We note that, we could use the trace ($$\tau$$) and determinant $$\Delta$$ of the matrix $$H$$ to know the sign of the eigenvalues with explicityly calculating the eigenvalues as done in section 7.3 in the analysis of the 2D linear ODEs. In particular, $$\Delta > 0, \tau>0$$ ($$\Delta > 0, \tau<0$$) suggests eigenvalues are positive (negative) and we have a minima (maxima). $$\Delta < 0$$ indicates a saddle point stationary point.

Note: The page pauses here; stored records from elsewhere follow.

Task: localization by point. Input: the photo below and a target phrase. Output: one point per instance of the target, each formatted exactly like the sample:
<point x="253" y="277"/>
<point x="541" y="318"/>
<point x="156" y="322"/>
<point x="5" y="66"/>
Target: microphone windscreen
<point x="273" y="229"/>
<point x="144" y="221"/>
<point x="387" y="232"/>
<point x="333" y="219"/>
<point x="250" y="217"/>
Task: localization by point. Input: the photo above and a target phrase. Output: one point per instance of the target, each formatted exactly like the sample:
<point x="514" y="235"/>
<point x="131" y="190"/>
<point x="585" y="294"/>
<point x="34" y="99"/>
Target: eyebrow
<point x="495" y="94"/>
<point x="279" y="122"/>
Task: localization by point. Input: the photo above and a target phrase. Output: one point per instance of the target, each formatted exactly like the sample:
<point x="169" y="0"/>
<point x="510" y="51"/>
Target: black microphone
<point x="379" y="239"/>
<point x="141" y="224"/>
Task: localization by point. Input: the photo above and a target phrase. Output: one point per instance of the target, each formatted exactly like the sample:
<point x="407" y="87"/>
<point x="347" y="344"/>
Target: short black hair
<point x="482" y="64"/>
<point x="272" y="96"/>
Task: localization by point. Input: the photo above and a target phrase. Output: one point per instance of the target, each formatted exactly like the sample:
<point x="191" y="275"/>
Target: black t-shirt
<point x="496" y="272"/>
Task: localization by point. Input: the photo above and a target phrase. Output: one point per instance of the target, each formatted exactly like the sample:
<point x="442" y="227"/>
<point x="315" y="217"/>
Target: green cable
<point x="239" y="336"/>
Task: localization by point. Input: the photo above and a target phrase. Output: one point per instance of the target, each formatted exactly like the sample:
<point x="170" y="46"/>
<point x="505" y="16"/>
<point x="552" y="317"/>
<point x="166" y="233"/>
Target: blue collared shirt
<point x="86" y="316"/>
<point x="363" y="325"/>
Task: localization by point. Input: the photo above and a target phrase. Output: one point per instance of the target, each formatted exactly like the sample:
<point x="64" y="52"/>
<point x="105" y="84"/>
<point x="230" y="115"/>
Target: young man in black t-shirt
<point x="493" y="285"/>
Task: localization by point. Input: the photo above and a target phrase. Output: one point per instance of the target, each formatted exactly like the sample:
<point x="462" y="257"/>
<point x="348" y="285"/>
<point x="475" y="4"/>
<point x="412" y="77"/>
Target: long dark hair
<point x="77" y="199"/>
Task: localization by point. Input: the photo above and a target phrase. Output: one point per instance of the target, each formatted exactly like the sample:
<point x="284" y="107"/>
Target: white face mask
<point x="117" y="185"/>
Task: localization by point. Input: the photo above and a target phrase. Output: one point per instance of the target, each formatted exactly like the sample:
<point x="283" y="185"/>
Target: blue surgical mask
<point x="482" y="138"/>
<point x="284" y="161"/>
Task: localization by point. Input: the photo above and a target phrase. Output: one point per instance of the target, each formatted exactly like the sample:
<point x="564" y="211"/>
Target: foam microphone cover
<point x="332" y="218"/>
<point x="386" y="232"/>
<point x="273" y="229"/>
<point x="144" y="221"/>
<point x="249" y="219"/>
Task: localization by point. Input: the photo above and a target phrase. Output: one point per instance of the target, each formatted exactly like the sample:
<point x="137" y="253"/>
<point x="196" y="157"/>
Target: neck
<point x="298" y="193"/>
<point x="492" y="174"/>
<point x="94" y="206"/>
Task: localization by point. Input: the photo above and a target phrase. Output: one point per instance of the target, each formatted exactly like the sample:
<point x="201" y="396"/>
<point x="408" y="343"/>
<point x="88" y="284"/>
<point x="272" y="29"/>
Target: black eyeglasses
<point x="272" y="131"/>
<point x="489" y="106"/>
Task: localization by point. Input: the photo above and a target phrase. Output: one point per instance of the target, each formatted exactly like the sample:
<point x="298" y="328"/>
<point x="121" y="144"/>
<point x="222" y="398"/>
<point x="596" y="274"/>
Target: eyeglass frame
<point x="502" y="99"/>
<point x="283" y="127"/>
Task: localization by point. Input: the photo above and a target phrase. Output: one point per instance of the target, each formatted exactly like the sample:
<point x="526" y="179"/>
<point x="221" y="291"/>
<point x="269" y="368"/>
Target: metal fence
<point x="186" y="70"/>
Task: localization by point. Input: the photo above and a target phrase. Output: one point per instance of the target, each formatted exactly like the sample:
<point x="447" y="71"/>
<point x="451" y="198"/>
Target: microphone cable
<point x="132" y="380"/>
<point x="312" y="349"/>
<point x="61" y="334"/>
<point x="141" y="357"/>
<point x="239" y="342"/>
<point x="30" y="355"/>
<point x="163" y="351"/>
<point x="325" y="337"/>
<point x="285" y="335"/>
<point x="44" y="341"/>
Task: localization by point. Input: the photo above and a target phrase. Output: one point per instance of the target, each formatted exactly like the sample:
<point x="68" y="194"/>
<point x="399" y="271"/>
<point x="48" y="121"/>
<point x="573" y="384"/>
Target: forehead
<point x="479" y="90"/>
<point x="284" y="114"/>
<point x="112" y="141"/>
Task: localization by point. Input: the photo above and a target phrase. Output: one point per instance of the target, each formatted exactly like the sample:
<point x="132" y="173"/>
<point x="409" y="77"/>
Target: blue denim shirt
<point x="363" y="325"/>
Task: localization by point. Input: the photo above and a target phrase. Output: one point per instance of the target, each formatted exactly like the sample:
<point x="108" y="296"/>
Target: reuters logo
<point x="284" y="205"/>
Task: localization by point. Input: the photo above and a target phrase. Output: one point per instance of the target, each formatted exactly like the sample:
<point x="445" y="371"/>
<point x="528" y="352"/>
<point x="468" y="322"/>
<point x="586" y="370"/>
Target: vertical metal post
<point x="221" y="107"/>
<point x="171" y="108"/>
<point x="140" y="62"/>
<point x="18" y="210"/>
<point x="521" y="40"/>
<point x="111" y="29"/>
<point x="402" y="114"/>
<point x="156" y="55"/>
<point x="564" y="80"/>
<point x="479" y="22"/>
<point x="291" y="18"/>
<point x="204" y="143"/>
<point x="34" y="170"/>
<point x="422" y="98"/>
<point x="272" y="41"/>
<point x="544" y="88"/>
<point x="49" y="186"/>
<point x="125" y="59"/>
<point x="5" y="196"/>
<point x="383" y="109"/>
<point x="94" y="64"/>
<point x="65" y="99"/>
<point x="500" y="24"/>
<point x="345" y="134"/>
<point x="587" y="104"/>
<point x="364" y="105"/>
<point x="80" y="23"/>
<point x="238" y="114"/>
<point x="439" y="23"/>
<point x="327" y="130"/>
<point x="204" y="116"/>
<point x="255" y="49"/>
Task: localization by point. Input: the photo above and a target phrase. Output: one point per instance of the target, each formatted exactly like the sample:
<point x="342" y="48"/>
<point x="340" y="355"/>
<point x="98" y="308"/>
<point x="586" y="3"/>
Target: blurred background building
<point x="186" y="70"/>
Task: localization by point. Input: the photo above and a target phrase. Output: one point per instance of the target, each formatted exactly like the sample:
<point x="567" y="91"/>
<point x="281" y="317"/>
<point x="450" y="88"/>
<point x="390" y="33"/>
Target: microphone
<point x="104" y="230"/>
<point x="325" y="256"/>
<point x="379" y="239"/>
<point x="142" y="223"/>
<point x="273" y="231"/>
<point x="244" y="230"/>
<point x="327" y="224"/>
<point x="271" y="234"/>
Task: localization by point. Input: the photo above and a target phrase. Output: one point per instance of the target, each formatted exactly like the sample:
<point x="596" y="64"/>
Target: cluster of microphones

Example 10.4 (Sketch the following function of the two variables) $u(x,y) = (x-y)(x^2 + y^2 -1)$

We note the function is continuous and there are no singularities. The asymptotic behavior is that $$u(x, y) \rightarrow \pm \infty$$ as $$x, y \rightarrow \pm \infty$$.

Next, we find the level curves at zero $u(x, y) = 0 \quad \Rightarrow \quad x = y \quad \text{and} \quad x^2 + y^2 - 1 = 0$ In the next step, we obtain the stationary points.
$\dfrac{\partial u}{\partial x}(\vec{x}^*) = \dfrac{\partial u}{\partial y}(\vec{x}^*) = 0$ $\dfrac{\partial u}{\partial x} = (x^2 + y^2 - 1) + 2x(x - y) = 0,$ $\dfrac{\partial u}{\partial y} = -(x^2 + y^2 - 1) + 2y(x - y) = 0.$ Adding these two equations we obtain $$x^* = y^*$$ or $$x^* = -y^*$$.

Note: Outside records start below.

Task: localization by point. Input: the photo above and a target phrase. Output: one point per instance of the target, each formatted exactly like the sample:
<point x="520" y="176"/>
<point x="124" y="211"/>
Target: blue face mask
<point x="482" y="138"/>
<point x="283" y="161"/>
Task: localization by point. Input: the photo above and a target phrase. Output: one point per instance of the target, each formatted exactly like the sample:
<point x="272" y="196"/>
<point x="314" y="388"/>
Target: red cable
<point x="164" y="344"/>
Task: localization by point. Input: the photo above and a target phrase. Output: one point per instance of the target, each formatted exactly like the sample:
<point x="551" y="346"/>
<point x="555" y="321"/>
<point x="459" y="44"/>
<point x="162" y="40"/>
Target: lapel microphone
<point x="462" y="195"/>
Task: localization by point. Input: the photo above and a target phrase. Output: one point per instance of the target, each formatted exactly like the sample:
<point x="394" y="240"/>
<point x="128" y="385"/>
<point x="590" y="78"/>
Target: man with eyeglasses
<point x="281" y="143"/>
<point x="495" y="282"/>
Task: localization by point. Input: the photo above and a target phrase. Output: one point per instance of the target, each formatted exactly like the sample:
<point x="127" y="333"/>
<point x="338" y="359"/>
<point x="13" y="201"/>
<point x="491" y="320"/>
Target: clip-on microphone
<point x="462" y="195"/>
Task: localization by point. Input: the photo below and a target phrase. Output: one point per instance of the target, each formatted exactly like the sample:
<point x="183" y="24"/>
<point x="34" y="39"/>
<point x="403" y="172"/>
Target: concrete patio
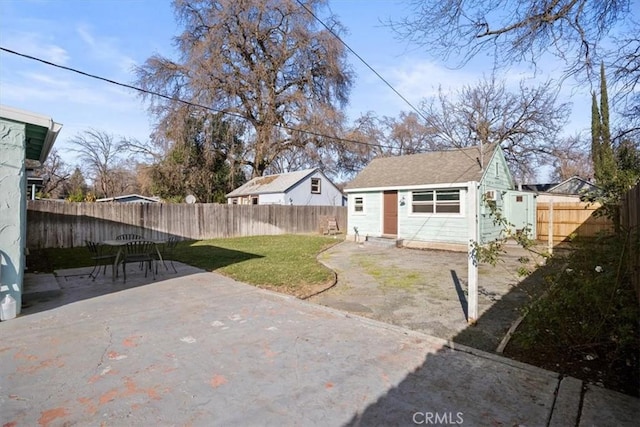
<point x="197" y="348"/>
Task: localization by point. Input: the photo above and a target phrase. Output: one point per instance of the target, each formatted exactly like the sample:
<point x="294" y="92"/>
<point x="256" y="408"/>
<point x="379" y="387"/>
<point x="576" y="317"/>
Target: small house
<point x="309" y="187"/>
<point x="440" y="199"/>
<point x="24" y="136"/>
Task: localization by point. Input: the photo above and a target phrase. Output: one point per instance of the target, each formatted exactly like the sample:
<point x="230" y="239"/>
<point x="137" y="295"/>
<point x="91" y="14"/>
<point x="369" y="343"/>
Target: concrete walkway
<point x="198" y="349"/>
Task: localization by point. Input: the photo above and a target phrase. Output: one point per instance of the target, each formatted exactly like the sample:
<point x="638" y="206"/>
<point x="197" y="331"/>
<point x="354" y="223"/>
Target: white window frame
<point x="356" y="205"/>
<point x="319" y="185"/>
<point x="434" y="202"/>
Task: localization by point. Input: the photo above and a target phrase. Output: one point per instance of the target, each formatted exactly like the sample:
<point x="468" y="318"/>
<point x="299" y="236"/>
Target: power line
<point x="361" y="59"/>
<point x="418" y="112"/>
<point x="182" y="101"/>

1. $$x^* = y^* \quad \Rightarrow \quad 2{x^*}^2 - 1 = 0 \quad \Rightarrow \quad P_1 = (\frac{1}{\sqrt{2}}, \frac{1}{\sqrt{2}}), \quad P_2 = (-\frac{1}{\sqrt{2}}, -\frac{1}{\sqrt{2}}).$$

2. $$x^* = -y^* \quad \Rightarrow \quad 6{x^*}^2 - 1 = 0 \quad \Rightarrow \quad P_3 = (\frac{1}{\sqrt{6}}, -\frac{1}{\sqrt{6}}), \quad P_4 = (-\frac{1}{\sqrt{6}}, \frac{1}{\sqrt{6}}).$$

We classify the stationary points using the Hessain:

$H(\vec{x}) = \begin{bmatrix} 6x-2y & 2y-2x \\ 2y - 2x & 2x - 6y \end{bmatrix}$ Now we use the determinant ($$\Delta$$) and trace ($$\tau$$) of matrix $$H$$ at each stationary point to classify each stationary point:

$P_1 = (\frac{1}{\sqrt{2}}, \frac{1}{\sqrt{2}}) \, \Rightarrow \, H(P_1) = \begin{bmatrix} 4\frac{1}{\sqrt{2}} & 0 \\ 0 & - 4 \frac{1}{\sqrt{2}} \end{bmatrix} \, \Rightarrow \, \Delta <0 \, \Rightarrow \, P_1 \text{ is a saddle point.}$ $P_2 = (-\frac{1}{\sqrt{2}}, -\frac{1}{\sqrt{2}}) \, \Rightarrow \, H(P_2) = \begin{bmatrix} -4\frac{1}{\sqrt{2}} & 0 \\ 0 & 4 \frac{1}{\sqrt{2}} \end{bmatrix} \, \Rightarrow \, \Delta <0 \, \Rightarrow \, P_2 \text{ is a saddle point.}$ $P_3 = (\frac{1}{\sqrt{6}}, -\frac{1}{\sqrt{6}}) \, \Rightarrow \, H(P_3) = \begin{bmatrix} \frac{8}{\sqrt{6}} & -\frac{4}{\sqrt{6}} \\ -\frac{4}{\sqrt{6}} & \frac{8}{\sqrt{6}} \end{bmatrix} \, \Rightarrow \, \Delta >0, \tau>0 \, \Rightarrow \, P_3 \text{ is a minimum.}$ $P_4 = (-\frac{1}{\sqrt{6}}, \frac{1}{\sqrt{6}}) \, \Rightarrow \, H(P_4) = \begin{bmatrix} -\frac{8}{\sqrt{6}} & \frac{4}{\sqrt{6}} \\ \frac{4}{\sqrt{6}} & -\frac{8}{\sqrt{6}} \end{bmatrix} \, \Rightarrow \, \Delta >0, \tau<0 \, \Rightarrow \, P_4 \text{ is a maximum.}$

Given the location and stability of the stationary points, we complete our sketch of

$u(x,y) = (x-y)(x^2 + y^2 -1),$ as seen in Figure 10.1, by sketching some level curves, specifying the sign of the funcion and the location of the stationary points.